Carrying Heavy “Betting” Burden
On the surface, Tenways’ prospectus tells a great overseas “brand premium” story, but behind the high gross margin, net profit margins remain relatively limited.
Calculated by adjusted net profit for the first three quarters of 2025, Tenways’ net profit margin was only 2%. In contrast, Fuji-ta, still earning hard money as an OEM, kept net profit margin stable at 7-8% over the past three years.
One reason is that, as a brand, Tenways takes on more upfront marketing costs, eroding profits—sales expenditure in the first three quarters of 2025 was 10.61 million euros, accounting for 19.6% of revenue.

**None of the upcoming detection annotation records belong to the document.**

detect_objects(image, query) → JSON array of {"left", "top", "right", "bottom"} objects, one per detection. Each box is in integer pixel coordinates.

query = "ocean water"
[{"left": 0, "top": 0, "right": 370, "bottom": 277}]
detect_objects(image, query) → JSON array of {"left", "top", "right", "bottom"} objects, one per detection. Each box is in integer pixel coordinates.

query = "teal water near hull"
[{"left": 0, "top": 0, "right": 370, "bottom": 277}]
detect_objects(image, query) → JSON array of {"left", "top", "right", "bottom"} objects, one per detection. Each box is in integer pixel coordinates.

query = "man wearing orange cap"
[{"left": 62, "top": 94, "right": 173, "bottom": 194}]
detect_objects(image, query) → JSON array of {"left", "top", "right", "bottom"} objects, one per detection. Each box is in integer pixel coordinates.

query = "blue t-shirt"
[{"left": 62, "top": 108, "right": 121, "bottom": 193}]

Another reason is overall sales volume remains relatively limited, insufficient to form a sizable scale effect.
In 2024, Tenways’ total sales were 41,100 units, accounting for only 0.07% of the total European market sales.
Ironically, Tenways’ “brand influence” in the prospectus is supported by third-party data showing "second highest social media mentions in Europe."
This reflects the awkward position of Tenways in the industry.
In fact, compared to OEMs that reliably earn processing fees by producing to order, building a brand means every bike’s profit is squeezed by long channels, expensive customer acquisition, and unscaled production lines.
Challenges for Tenways also include that industry leaders like Ninebot, rich and powerful, after long periods of observation, have finally decided to dive into E-bike competition.
"In fact, Ninebot started studying E-bike products back in 2014, but it took us 11 years to really dive deep," Ninebot founder Gao Lufeng told media last year. "E-bikes were still niche early on; if we entered then, the business wouldn’t make sense. When annual sales hit 10 million units, that’s when we saw the timing was right."
For this, Ninebot cooperated with an operator to launch over 15,000 shared E-bikes at the 2024 Paris Olympics, and announced plans to become No. 1 in the field within five years.
With intensifying competition, some underfunded E-bike companies have been squeezed out.
Earlier this year, North America’s well-known E-bike brand Rad Power Bikes, following bankruptcy proceedings, was hastily acquired for less than 100 million RMB.
As a company founded just five years ago, Tenways also has limited financial strength. As of the end of September this year, cash and cash equivalents totaled 19.71 million euros.
On fundamentals, Tenways’ growth is slowing down.
In the first three quarters of 2025, Tenways’ E-bike sales growth rate was only 6.3%, significantly lower than the over 20% increase for full-year 2024; prices also declined, with city and hybrid E-bikes averaging 1,144 and 1,414 euros, down 3.21% and 7.82% year-on-year, respectively.
The "betting agreement" is an ever-present sword hanging overhead.
According to agreements with external shareholders, if Tenways fails to go public before 2028, a repurchase obligation may be triggered. As of late September 2025, this redemption liability has reached 118 million euros.
Internal deadline and slowdown pressure, external giants encroaching and industry reshuffling. For Tenways, sprinting for IPO now is a race against time. Catching the window before China’s industry giants fully take over overseas, quickly securing capital from the secondary market and defusing the hundred-million-euro betting bomb may be the only way to survive this harsh elimination round.